Statistical Modeling, Causal Inference, and Social Science 2026-07-08

Andy King writes:

I have a question for you–and, if you think it worthwhile, for your readers.

A few weeks ago, I was deposed by Harvard’s lawyers in the lawsuit between Francesca Gino and Harvard. Much of the questioning focused on my replications of research by Harvard Business School professor George Serafeim and my allegations of research misconduct against him and his coauthors.

That experience has led to a lively online debate about two questions: 1. Is fabricating data worse than fabricating results? 2. Is failing to correct a known false report more or less serious than making the false report in the first place?

At the moment, my own thinking is this: 1. Both fabricating data and fabricating results mislead readers. They are simply different paths to the same outcome and thus similarly serious. 2. Failing to correct a false report–once the authors know it is false and material–may actually be more serious. It suggests a conscious decision to leave readers with a claim the authors know to be unsupported.

Your ladder of responses to criticism also seems relevant here, especially categories 6 and 7.

Interesting. This has come up in the past, discussing the moral culpability of researchers who make errors and then avoid acknowledging them. For example this guy at the London School of Economics and Political Science, or this guy at the University of Chicago, or, of course, this guy at the University of California. I don’t think that the first two of those people did any direct research misconduct, but they made major research errors that they never acknowledged–they keep pointing to their discredited work without any note of the problems–and, yeah, that seems like misconduct to me.

Here’s another story for ya. Years ago I had a colleague who showed me a paper he’d just written. It read the paper and realized it had a fatal flaw–not a calculation error, but a misapplication or misunderstanding of a statistical model.
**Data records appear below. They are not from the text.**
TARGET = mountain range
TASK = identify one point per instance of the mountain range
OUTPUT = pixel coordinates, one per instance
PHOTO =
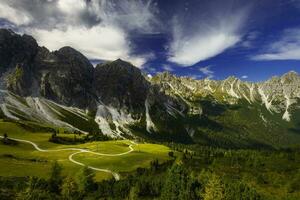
(63, 89)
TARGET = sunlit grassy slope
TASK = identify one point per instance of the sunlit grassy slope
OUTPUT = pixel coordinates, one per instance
(23, 160)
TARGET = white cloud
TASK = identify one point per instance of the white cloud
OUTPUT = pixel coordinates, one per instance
(86, 40)
(287, 47)
(100, 29)
(167, 67)
(207, 71)
(13, 15)
(207, 38)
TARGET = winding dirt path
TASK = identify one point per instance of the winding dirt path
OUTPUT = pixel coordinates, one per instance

I won’t go into the details here; what’s relevant to the story right now is that the paper in question had been accepted by the journal but it had not yet been scheduled for publication. This was before the era of online anything, so the paper really was still in process. I told me colleague he was lucky: he could withdraw the paper and spare himself embarrassment. (The error in the analysis was central to the result in the paper; if you got rid of the error, there was nothing to salvage, so it’s not like he could just send in a corrected version.) To my dismay, my colleague replied, No, the paper is accepted, I don’t want to lose a publication. I asked, Doesn’t it bother you to have them publish something that’s wrong?, and he replied something about the literature being self-correcting. I don’t remember the details of this conversation from decades ago, but I do remember the horrible feeling. I thought about contacting the journal to tell them not to publish, but I figured that ultimately it was their problem for accepting it.